Outside the storm belt, the world was a void of silence. The private jet struggled through the dense cloud layers, its wings battered by violent gusts, groaning with every impact. After a bout of turbulence, the cabin finally settled into relative stability, leaving only the low drone of the engines—a sound that rumbled like an ancient whale song.

Inside, the yellow cabin lights flickered dimly, the atmosphere suffocatingly heavy. Medical kits and weapons lay scattered along the aisle. The acrid smell of disinfectant mixed with the metallic tang of scorched circuits. A few injured operatives leaned against the bulkhead, stifling groans. The entire space felt less like a plane and more like an iron coffin adrift in the storm.

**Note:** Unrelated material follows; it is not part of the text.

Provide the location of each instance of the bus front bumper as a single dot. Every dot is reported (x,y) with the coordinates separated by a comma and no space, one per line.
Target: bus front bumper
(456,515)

Su Xiaolan sat quietly by the window, her body sunken into the seat as if all strength had been drained from her. In her hand, the crumpled bag of chips remained clenched tightly, its edges whitened from constant twisting. Her breath fogged the cold window, trembling in sync with her heartbeat. Deep within her chest, another rhythm—not her own—throbbed faintly, sometimes near, sometimes distant. It was the weak resonance of K. Shaw's lingering consciousness, a constant reminder that the connection had never truly been severed.

Li Chenyuan sat by her side, silent, his gaze cold and fathomless as the deep sea. His palm rested firmly on her shoulder—neither rough nor gentle, but with an undeniable weight, as if she were the only lifeline he had to anchor amid the raging storm. Across the aisle, Lu Xingze sat upright, methodically cleaning his weapon. His movements were precise, mechanical. Whenever he glanced up, his sharp eyes fell upon Su Xiaolan—not with warmth, but with the detached scrutiny of someone evaluating a tool's functionality, measuring risk against return.

At the front, Wang Jing hunched over a portable terminal. His bloodshot eyes flickered as his fingers hammered frantically across the keys, clawing at slivers of hope within despair."The chip's outer encryption layer… still won't open," he rasped, then looked up. "But a strange marker keeps repeating: it requires 'Witness Verification.'"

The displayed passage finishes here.